Transport Support Internally, the transports and endpoints have been redesigned to improve the support for new transports like RabbitMQ (and improve our ActiveMQ support). For example, transports are now inbound, outbound, or both, allowing us to properly leverage fan-out exchanges on RabbitMQ for publishing and subscribing to messages. There is more to come in this area as we take greater advantage of these advanced transport features. If you’re a RabbitMQ or ActiveMQ user and don’t mind getting your hands dirty, now is a great time to jump in and help improve transport support.
Distributor Consumer And Saga Support Work on the MassTransit distributor subsystem continues to be improved. Testing on a multi-master system has been completed which will allow it to serve multiple distributors to improve load balancing efficiency. Support for all sagas (previously only state machine sagas were supported) has been added as well.

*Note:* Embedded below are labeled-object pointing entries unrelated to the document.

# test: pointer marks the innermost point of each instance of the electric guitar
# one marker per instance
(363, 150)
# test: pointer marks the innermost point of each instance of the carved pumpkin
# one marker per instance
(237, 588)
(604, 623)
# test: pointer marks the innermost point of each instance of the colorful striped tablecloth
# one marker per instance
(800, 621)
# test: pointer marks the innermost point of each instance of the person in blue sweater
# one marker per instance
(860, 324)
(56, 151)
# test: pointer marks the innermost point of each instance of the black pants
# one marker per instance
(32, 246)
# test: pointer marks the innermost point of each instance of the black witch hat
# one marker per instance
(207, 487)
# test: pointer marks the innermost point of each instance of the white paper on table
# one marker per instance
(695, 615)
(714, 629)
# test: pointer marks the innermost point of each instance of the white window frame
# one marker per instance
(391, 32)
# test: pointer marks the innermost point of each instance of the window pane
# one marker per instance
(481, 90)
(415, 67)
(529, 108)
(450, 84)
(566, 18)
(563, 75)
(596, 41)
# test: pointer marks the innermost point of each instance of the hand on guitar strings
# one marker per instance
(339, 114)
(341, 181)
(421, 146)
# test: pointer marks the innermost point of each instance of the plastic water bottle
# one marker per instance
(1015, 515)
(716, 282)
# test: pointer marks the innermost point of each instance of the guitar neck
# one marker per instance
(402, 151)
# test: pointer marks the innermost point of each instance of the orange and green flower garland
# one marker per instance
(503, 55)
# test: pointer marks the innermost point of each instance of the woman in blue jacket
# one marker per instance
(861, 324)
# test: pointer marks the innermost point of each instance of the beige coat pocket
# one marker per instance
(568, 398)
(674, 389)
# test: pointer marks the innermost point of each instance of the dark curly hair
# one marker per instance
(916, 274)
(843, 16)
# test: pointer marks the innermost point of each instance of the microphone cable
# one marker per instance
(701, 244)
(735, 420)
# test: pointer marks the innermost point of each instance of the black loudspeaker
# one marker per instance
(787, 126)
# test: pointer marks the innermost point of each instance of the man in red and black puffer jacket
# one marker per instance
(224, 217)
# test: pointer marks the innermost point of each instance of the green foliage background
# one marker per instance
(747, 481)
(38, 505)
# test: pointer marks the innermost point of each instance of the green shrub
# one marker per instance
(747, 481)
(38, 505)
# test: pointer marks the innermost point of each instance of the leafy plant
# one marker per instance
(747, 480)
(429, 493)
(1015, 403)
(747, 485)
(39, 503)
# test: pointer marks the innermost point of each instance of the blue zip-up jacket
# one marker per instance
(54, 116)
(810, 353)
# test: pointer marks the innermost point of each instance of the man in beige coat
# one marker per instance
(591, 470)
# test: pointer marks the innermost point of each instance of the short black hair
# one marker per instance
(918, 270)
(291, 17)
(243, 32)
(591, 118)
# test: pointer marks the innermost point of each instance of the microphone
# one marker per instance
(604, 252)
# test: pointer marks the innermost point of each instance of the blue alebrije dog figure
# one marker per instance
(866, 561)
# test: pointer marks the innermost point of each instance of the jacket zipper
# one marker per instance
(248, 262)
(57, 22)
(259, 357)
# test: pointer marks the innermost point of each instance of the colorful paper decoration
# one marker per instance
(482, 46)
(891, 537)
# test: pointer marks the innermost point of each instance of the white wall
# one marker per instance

Swinging the Feature Axe Some previous troublesome and poorly supported features (Batching and Message Grouping) were removed from the 2.0 release to reduce code complexity. Also in light of the new Parallel Tasks work in the framework the Parallel namespace has been removed.
In the next few days, I’ll be posting an annotated walkthrough of the new configuration API. In the meantime, fire up Visual Studio 2010, create ConsoleApplication69, switch to the full .NET 4.0 framework, and Add a Library Package Reference to MassTransit using NuGet. Paste the code from the Quick Start into your program.cs and check it out!